PODSTAWA AGAR BAIRD-PARKER
Kod: CM0275
wybiórcze i diagnostyczne podłoże do izolacji i oznaczania Staphylococcus aureus w żywności
Typowa formuła * gm / litr
Tryptone 10,0
Proszek „Lab-Lemco” 5.0
Ekstrakt drożdżowy 1.0
Pirogronian sodu 10,0
Glicyna 12,0
Chlorek litu 5.0
Agar 20,0
pH 6,8 ± 0,2 przy 25 ° C
* Dostosowane zgodnie z wymaganiami w celu spełnienia standardów wydajności
Sposób użycia
Zawiesić 63 g w jednym litrze wody destylowanej i zagotować w celu rozpuszczenia pożywki i sterylizacji w autoklawie w 121 ° C przez 15 minut. Ochłodzić do 50 ° C i aseptycznie dodać 50 ml emulsji Tellurite z żółtka jaja (SR0054).
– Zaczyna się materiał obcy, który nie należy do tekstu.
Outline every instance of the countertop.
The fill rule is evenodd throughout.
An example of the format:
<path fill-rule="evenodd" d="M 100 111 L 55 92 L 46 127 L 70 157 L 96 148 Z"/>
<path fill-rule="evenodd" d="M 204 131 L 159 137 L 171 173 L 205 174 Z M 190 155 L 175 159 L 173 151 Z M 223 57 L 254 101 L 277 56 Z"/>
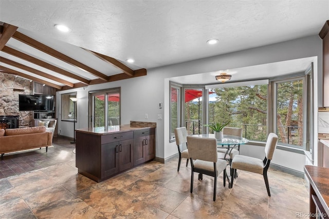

Alternatywnie można użyć 50 ml emulsji żółtka jaja (SR0047) i 3 ml tellurynu potasu 3,5% (SR0030). Dobrze wymieszaj przed przelaniem do sterylnych szalek Petriego.
Opis
Baird-Parker1 opracował tę pożywkę z preparatu tellurynowo-glicynowego Zebovitza i in. 2 i poprawił jej niezawodność w izolowaniu Staphylococcus aureus z żywności. Baird-Parker dodał pirogronian sodu, aby chronić uszkodzone komórki i wspomóc ich regenerację2 oraz emulsję żółtka jaja jako środek diagnostyczny. Obecnie jest powszechnie zalecany przez krajowe i międzynarodowe organy do izolacji Staphylococcus aureus 4.
Selektywne środki, takie jak glicyna, lit i tellur, zostały starannie zbilansowane, aby zahamować wzrost większości bakterii obecnych w żywności, bez hamowania Staphylococcus aureus.
Emulsja żółtka sprawia, że średnio żółty i nieprzejrzysty. Staphylococcus aureus zmniejsza telluryt, tworząc szaro-czarne błyszczące kolonie, a następnie tworzy wyraźne strefy wokół kolonii poprzez działanie proteolityczne. Ta czysta strefa z typową szaroczarną kolonią jest diagnostyczna dla Staphylococcus aureus (typowe reakcje - patrz Tabela 1). Po dalszej inkubacji większość szczepów Staphylococcus aureus tworzy nieprzezroczyste otoczki wokół kolonii. Wynika to prawdopodobnie z działania lipazy. Nie wszystkie szczepy Staphylococcus aureus wywołują obie reakcje. Niektóre szczepy Staphylococcus saprophyticus wytwarzają zarówno jasne strefy, jak i nieprzezroczyste aureole, ale doświadczeni pracownicy mogą je odróżnić od Staphylococcus aureus na podstawie dłuższego wymaganego czasu inkubacji5.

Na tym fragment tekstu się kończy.